The new UK Corporate Governance Code’s emphasis on boards’ behaviours, rather than simply processes, will be the key to constructive change, according to KPMG UK.
The new Corporate Governance Code was released by the Financial Reporting Council this week to replace the Combined Code.
KPMG associate partner Tim Copnell said the code recognises that rules alone won’t change anything.
“The key to corporate governance is how the board itself behaves and the direction it sets from the top,” Copnell said.
“The focus on behaviours means that governance will necessarily become more personal.
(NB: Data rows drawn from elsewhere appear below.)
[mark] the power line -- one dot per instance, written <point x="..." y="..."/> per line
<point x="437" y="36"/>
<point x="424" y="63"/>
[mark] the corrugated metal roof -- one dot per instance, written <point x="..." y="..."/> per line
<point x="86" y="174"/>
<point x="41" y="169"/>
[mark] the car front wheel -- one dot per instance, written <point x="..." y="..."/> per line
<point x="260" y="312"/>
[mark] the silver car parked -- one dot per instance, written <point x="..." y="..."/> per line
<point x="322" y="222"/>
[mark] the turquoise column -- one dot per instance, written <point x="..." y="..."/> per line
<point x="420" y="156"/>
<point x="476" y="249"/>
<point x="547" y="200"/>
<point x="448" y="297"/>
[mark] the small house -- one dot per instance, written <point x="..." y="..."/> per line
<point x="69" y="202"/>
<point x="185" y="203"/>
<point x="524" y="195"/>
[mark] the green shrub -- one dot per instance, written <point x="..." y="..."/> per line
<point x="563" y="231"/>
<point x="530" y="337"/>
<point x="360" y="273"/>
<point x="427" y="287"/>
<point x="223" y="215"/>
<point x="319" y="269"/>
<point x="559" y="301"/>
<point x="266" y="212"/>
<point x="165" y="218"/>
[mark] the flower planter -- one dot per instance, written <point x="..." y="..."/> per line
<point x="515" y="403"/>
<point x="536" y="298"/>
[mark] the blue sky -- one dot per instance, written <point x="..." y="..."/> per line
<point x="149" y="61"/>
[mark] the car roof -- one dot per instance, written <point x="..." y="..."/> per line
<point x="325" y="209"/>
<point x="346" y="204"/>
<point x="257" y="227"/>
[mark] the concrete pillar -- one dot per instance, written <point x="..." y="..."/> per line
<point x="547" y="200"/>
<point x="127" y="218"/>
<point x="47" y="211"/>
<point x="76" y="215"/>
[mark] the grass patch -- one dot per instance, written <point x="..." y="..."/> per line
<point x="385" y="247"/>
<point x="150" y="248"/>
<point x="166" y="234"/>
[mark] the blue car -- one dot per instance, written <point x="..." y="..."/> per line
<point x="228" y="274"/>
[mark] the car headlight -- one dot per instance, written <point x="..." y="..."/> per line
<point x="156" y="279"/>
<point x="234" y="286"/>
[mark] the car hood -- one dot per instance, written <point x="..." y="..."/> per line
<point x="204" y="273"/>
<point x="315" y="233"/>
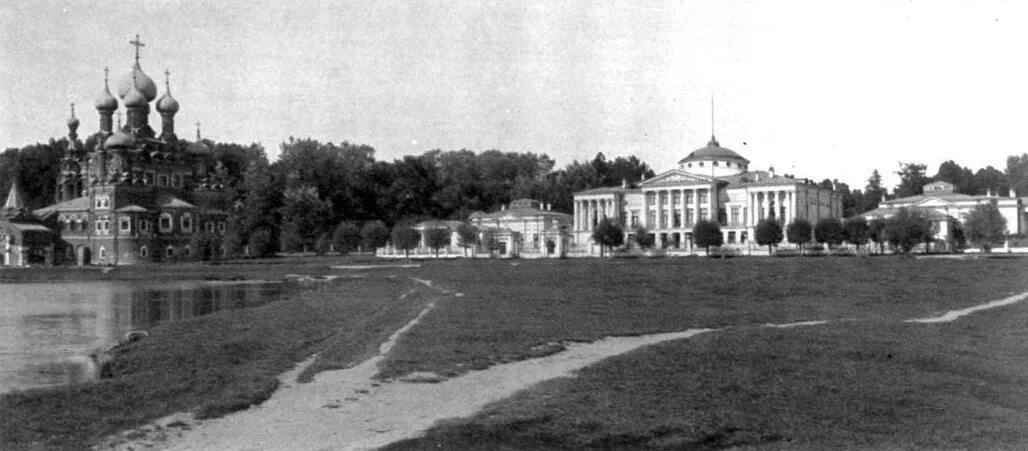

The introduction of externally facilitated board evaluations, dedicated support for non-executive directors and a greater emphasis on training for non-executives are all sensible enhancements that should help directors and the board as a whole operate more effectively.”
The one change KPMG is not pleased with is the recommendation that all FTSE 350 directors be subject to annual election by shareholders.
“It may augment personal accountability, but boards and shareholders alike should take care to ensure it doesn’t have the unintended consequence of driving short-term behaviour,” Copnell said.
The new Corporate Governance Code will be effective for financial years beginning on or after 29 June and apply to all companies with a premium listing of equity shares.
A premium listing means a company is expected to meet the UK’s highest standards of regulation and corporate governance in order to attract a lower cost of capital due to greater investor confidence.